Extérieur et intérieur, blanc et noir, spirituel et matériel... je vous laisse continuer cette liste de jumeaux. L’un reflétant l’autre. Oui, car quelque soit le domaine évoqué, tout ce dont je suis sûr, c’est que c’est moi-même avec mes propres outils, mes uniques outils, qui l’appréhende. Ma vision du bâbord et du tribord se fait avec les mêmes yeux, ma vision du spirituel et du matériel s’opère aussi avec les mêmes schémas psychiques. Il ne peut pas en être autrement et nous devons y être vigilant.

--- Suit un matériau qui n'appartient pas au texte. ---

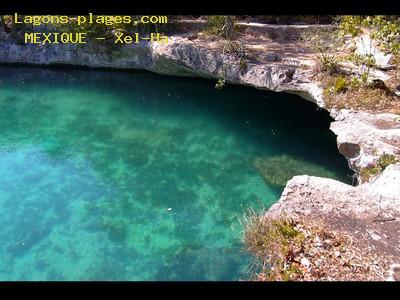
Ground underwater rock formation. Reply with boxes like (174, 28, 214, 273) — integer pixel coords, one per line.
(0, 29, 319, 103)
(253, 154, 339, 188)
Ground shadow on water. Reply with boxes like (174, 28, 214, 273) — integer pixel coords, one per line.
(19, 67, 350, 179)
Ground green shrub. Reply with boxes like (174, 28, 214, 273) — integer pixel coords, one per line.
(360, 153, 398, 182)
(360, 165, 383, 182)
(321, 55, 340, 73)
(348, 53, 376, 68)
(337, 15, 363, 37)
(215, 78, 226, 89)
(349, 76, 361, 90)
(272, 219, 301, 240)
(205, 16, 236, 40)
(333, 75, 348, 93)
(377, 153, 399, 168)
(367, 16, 400, 55)
(301, 28, 342, 73)
(338, 15, 400, 55)
(205, 16, 226, 35)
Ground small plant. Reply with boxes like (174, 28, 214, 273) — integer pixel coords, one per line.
(301, 28, 342, 73)
(321, 55, 340, 73)
(272, 219, 301, 240)
(205, 15, 236, 40)
(347, 53, 376, 68)
(359, 165, 383, 182)
(346, 51, 376, 86)
(359, 153, 399, 182)
(243, 210, 306, 281)
(215, 78, 226, 89)
(360, 71, 370, 84)
(324, 75, 350, 96)
(222, 39, 246, 60)
(377, 153, 399, 168)
(333, 75, 348, 93)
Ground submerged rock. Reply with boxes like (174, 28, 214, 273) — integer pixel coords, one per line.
(355, 34, 392, 69)
(252, 154, 338, 188)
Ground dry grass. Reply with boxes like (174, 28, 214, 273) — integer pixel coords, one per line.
(243, 212, 392, 281)
(387, 54, 400, 87)
(320, 73, 400, 113)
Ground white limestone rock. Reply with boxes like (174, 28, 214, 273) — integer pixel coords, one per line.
(330, 109, 400, 182)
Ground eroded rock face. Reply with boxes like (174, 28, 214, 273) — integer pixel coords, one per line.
(0, 31, 320, 102)
(268, 172, 398, 220)
(151, 37, 305, 94)
(365, 164, 400, 200)
(330, 109, 400, 182)
(0, 31, 155, 68)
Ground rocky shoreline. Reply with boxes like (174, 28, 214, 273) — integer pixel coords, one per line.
(1, 24, 399, 278)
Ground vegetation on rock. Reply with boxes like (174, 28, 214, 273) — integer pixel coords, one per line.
(204, 16, 236, 40)
(301, 27, 342, 74)
(243, 212, 393, 281)
(305, 16, 400, 113)
(360, 153, 399, 182)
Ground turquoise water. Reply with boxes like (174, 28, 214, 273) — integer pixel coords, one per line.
(0, 66, 351, 281)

Nous qui nous targuons de « connaître » le Maître de Lyon, essayons d’imaginer (car nous n’avons ni les moyens, ni la prétention de faire autrement) comment il voit les êtres. Dans leur totalité, mot, à mon avis, plus fort qu’unité. Là, où nous voyons de l’ombre, il voit une absence de lumière, donc une souffrance. Il n’y a pas place alors au jugement.
Cet état particulier qu’il nous dévoile doit nous rendre attentifs sur l’expression même de nos paroles, c’est-à-dire être conscients de tout l’imbroglio humain que véhiculent les mots à notre disposition.

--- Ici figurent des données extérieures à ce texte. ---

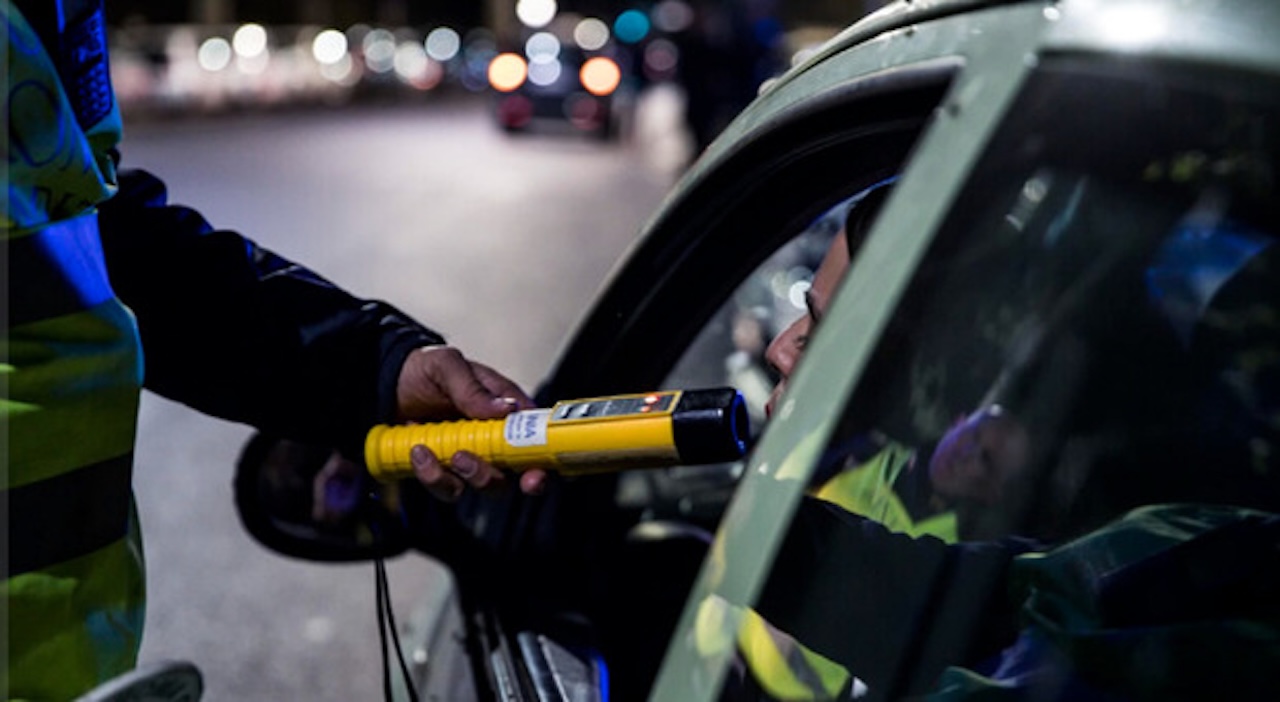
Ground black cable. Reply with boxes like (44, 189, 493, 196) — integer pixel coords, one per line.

La séparation évoquée plus haut a amené l’homme à cacher, mais aujourd’hui et ce depuis 2 000 ans, « la Lumière vint dans le monde » et tout ce qui est caché doit recevoir cette Lumière. Il nous est bien difficile de nous séparer de nos béquilles anciennes !

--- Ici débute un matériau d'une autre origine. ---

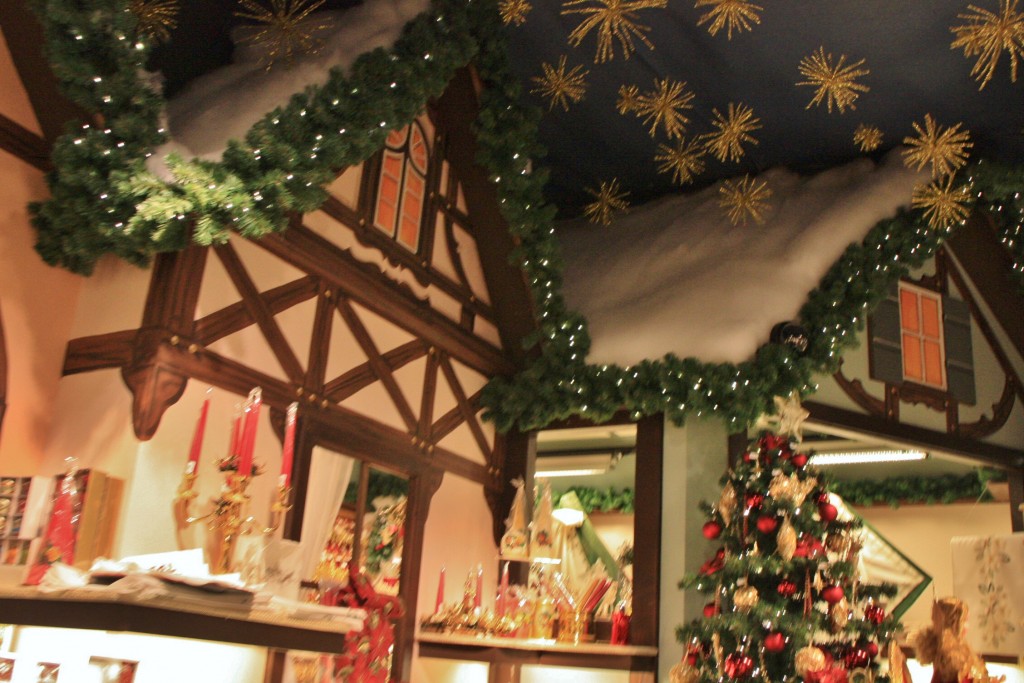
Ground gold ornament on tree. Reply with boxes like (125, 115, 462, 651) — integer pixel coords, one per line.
(623, 78, 696, 140)
(562, 0, 668, 63)
(794, 646, 827, 677)
(129, 0, 180, 43)
(902, 114, 973, 178)
(853, 123, 884, 152)
(655, 138, 707, 185)
(703, 102, 761, 163)
(531, 56, 590, 111)
(950, 0, 1024, 90)
(719, 480, 738, 527)
(669, 660, 701, 683)
(718, 175, 773, 226)
(911, 177, 972, 230)
(695, 0, 763, 40)
(733, 585, 759, 612)
(796, 47, 870, 114)
(776, 516, 797, 561)
(235, 0, 331, 70)
(500, 0, 533, 25)
(830, 596, 850, 630)
(582, 178, 631, 225)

Je voudrai relever aussi cette constante opposition (dans les termes au moins), que nous trouvons par exemple dans le sujet évoqué le mois précédent par Cornélius, – l’Église intérieure et l’Église extérieure – sans nous rendre compte que nous n’appréhendons cette aspiration (la première) qu’avec les mots qu’on possède, c’est-à-dire ceux qui nous servent à désigner l’externe (la deuxième). Partant de là, nous ne faisons que parler de la même chose. Le terme même avec lequel nous tentons de rassembler des êtres dans un intérieur (église) porte en lui ses miasmes historiques. Impossible de s’en défaire. Nous projetons dans cette « intérieure » la hiérarchie tirée de l’« extérieure », parce que sinon nous sommes perdus. Elle est loin pour moi l’attitude du Christ avec tous ses enfants dans les pattes, dont le langage est celui de l’écoute, car il passe son temps à nous écouter, là encore dans notre totalité. Église de Jean ou Église de Pierre ? L’histoire, même évoquée brièvement par Sédir, nous fait considérer plus l’église d’un César avide de perpétuer son hégémonie sur tout le genre humain. Gardons-nous de ne pas nous croire descendants de l’une alors que nous ne faisons que clamer par là-même que nous sommes englués dans l’autre ! Jean et Pierre n’ont-ils pas tous deux le même Ami et n’ont-ils pas tous deux les mêmes imperfections qui assurent ainsi notre part d’ombre ? Nous recherchons l’un peut-être pour sa position autour d’une table.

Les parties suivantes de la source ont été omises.